Audio By Carbonatix
Ghana should expect an acute shortage of food by the end of the year, this is according to the General Agricultural Workers Union (GAWU). The Union claims that the ongoing fall army worm invasion is not being tackled well by government.
So far, the Ministry of Food and Agriculture has revealed that although about 20,000 hectares of farm yields have been affected by fall armyworms invasion, the infestation is under control but the General Secretary of GAWU, Edward Kariweh, has argued that the number of hectares of farm yields go beyond what government is gathering.
According to him, checks by the Union reveal that close to 100,000 hectares of farm lands across the country have been badly affected by the invasion.
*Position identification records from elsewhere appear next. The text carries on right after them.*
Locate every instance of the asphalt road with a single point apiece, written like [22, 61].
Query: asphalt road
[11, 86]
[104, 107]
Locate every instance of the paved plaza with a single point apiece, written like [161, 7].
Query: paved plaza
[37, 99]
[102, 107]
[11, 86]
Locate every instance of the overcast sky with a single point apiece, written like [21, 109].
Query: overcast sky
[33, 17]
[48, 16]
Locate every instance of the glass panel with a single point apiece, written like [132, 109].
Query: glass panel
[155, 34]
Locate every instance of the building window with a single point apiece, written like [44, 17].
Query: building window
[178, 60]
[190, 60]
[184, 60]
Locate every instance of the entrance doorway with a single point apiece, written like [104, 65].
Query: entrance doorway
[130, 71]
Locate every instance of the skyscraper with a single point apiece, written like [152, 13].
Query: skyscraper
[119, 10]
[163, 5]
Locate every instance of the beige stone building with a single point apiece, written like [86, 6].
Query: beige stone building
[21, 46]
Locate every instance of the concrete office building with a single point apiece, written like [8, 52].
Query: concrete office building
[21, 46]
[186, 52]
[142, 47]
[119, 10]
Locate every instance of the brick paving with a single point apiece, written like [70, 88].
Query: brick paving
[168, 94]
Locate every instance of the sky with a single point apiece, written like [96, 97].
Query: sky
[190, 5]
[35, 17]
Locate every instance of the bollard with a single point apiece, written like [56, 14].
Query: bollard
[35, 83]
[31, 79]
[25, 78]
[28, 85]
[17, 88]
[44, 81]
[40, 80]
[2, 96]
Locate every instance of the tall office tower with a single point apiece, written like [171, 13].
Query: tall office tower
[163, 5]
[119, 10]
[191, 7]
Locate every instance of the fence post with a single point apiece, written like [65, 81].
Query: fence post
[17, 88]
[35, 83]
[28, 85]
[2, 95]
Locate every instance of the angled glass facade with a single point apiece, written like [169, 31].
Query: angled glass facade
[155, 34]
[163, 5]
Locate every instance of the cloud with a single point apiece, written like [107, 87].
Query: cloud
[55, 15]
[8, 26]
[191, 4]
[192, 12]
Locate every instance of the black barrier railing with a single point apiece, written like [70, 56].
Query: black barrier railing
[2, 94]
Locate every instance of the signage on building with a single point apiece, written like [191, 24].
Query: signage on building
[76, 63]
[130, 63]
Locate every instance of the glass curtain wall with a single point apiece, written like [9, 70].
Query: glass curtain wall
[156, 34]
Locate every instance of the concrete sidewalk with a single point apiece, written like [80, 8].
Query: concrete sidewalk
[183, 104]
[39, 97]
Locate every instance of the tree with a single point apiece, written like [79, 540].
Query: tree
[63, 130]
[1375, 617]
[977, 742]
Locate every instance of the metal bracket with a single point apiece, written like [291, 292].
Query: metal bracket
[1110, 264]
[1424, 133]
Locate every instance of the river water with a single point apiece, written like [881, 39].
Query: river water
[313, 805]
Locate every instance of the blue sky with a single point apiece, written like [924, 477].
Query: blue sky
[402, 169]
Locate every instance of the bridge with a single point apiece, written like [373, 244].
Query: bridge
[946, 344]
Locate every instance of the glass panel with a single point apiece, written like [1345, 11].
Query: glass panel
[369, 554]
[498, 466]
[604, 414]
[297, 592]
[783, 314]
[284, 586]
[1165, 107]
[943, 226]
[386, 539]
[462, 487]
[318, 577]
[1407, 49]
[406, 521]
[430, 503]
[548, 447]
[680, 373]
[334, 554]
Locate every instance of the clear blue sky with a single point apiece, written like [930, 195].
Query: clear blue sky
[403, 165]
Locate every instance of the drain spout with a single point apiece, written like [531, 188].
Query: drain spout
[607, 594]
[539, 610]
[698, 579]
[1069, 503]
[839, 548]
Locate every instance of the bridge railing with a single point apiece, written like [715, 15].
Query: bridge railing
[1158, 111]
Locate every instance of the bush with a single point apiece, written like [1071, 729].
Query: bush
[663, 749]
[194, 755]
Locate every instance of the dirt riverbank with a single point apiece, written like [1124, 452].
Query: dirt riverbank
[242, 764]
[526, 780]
“ There is no doubt in our minds that at the rate at which these worms are spreading, the rural zone Ghana would be faced with a severe food crisis by the end of the year,” he revealed to Joy Business.
GAWU is therefore calling on government to “ declare a state of emergency” on the invasion so as to make up for practical steps of tackling the development in the next three weeks.
In April 2017, about 1,400 hectares were attacked by the fall armyworms.
The Agriculture Minister, Dr Owusu Afriyie Akoto had said then that, “it is under control, we’ve seen them spraying and by the end of the week, all the farms affected would have been sprayed and that will be the end of it.”